After the war Wiesel settled in France, where he studied philosophy at the Sorbonne, worked as a journalist and came under the influence of Albert Camus and Francois Mauriac. His first novel, Night (1958), was an indelible account of the Nazi atrocities as seen through the eyes of a teenage boy. The hell inside the death camps is described in austere, intense prose that became the author's emblem: "Never shall I forget that night, the first night in camp, which has turned my life into one long night . . . Never shall I forget that smoke. Never shall I forget the little faces of the children, whose bodies I saw turned into wreaths of smoke beneath a silent blue sky."
Night was followed by several other fictionalized treatments of the Holocaust -- a term Wiesel brought into currency but which he believes has since been "trivialized and vulgarized." Moving to the U.S. in 1957, he became a hypnotic, increasingly popular lecturer and professor, first at the City College of New York and later at Boston University.

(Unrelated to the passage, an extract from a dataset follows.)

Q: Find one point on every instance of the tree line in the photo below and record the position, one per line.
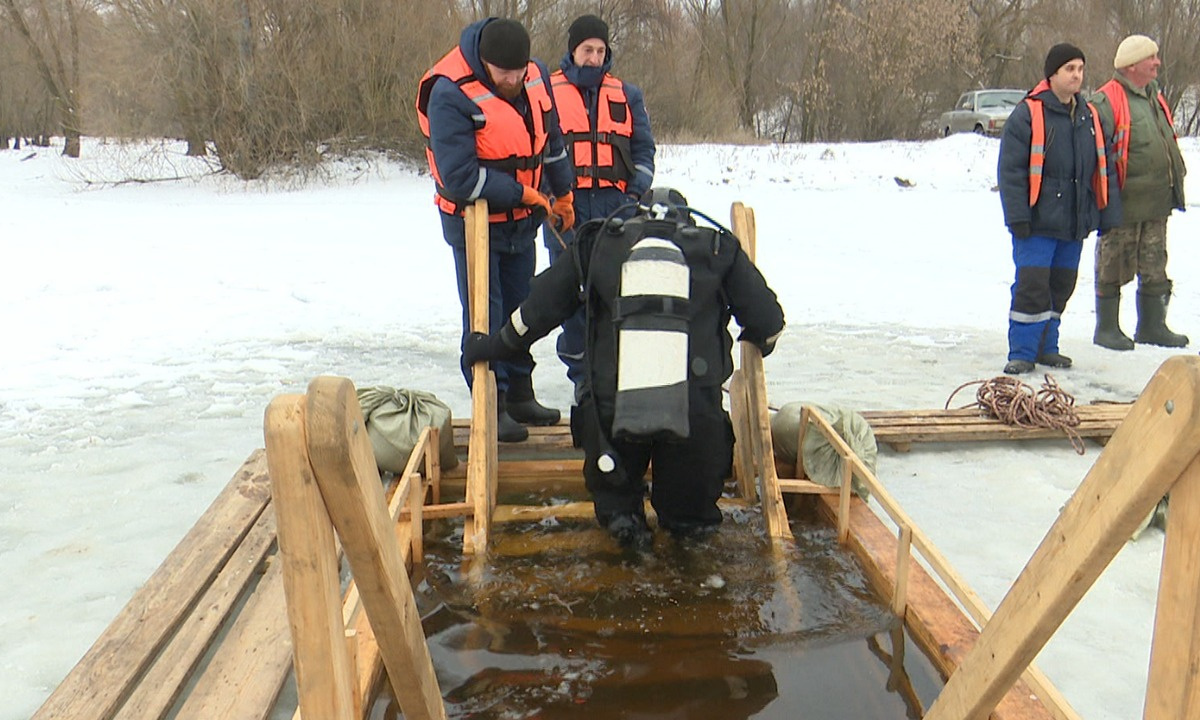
(262, 83)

Wiesel's 30 books have ranged from biblical studies to an examination of the plight of Soviet Jews. Indeed, last week he exhorted Soviet Leader Mikhail Gorbachev to allow five Soviet Jews, as well as Dissident Physicist Andrei Sakharov, to emigrate, and this week he is traveling to Moscow to help organize a conference on non-Jewish victims of Nazism. Wiesel has also worked to help Cambodian refugees, the Miskito Indians in Nicaragua and starving children in Africa.
( His most dramatic appeal came in April 1985, on the eve of President Reagan's controversial trip to the Bitburg military cemetery in West Germany, where members of Hitler's SS are buried. At a ceremony to receive the Congressional Gold Medal of Achievement, Wiesel, standing on the same podium as the President, implored him to call off the visit. "That place, Mr. President, is not your place," he said. "Your place is with the victims of the SS." Reagan went to Bitburg despite the protests, but Wiesel's plea had a lasting resonance.

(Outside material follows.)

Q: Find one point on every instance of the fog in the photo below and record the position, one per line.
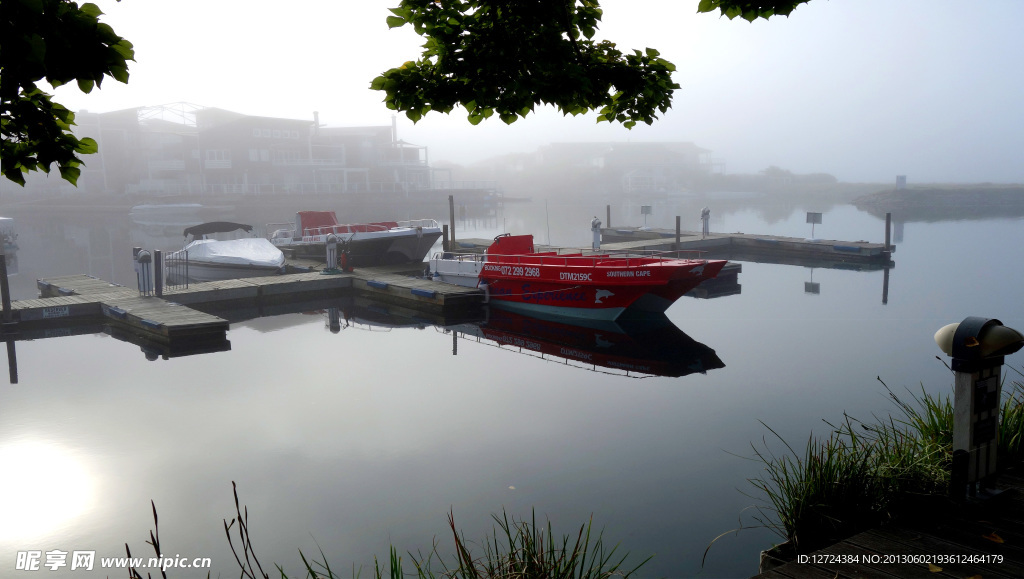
(863, 89)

Wiesel has been a Nobel contender for several years, for both the peace and literature prizes. (In a departure from custom, the Nobel Committee cited Bob Geldof, organizer of Live Aid and other fund-raising rock concerts, as runner- up for this year's peace prize.) Wiesel regards his award with an amalgam of gratitude and caution. "I don't think that prizes validate work," he says. "They give stature, texture, the possibility to reach more people. There's a mystique about the Nobel. It gives you a better loudspeaker."
That loudspeaker will amplify his thoughts on a range of issues, including the nuclear arms race. Reagan and Gorbachev ought to meet for a summit in Hiroshima, he suggests: "That would be a poetic way of dealing with politics." Uppermost, however, is Wiesel's role as a witness to the century's central catastrophe. "I'm afraid that the horror of that period is so dark, people are incapable of understanding, incapable of listening," he says. The Nobel Prize is a sign, perhaps, that people are at least trying to comprehend.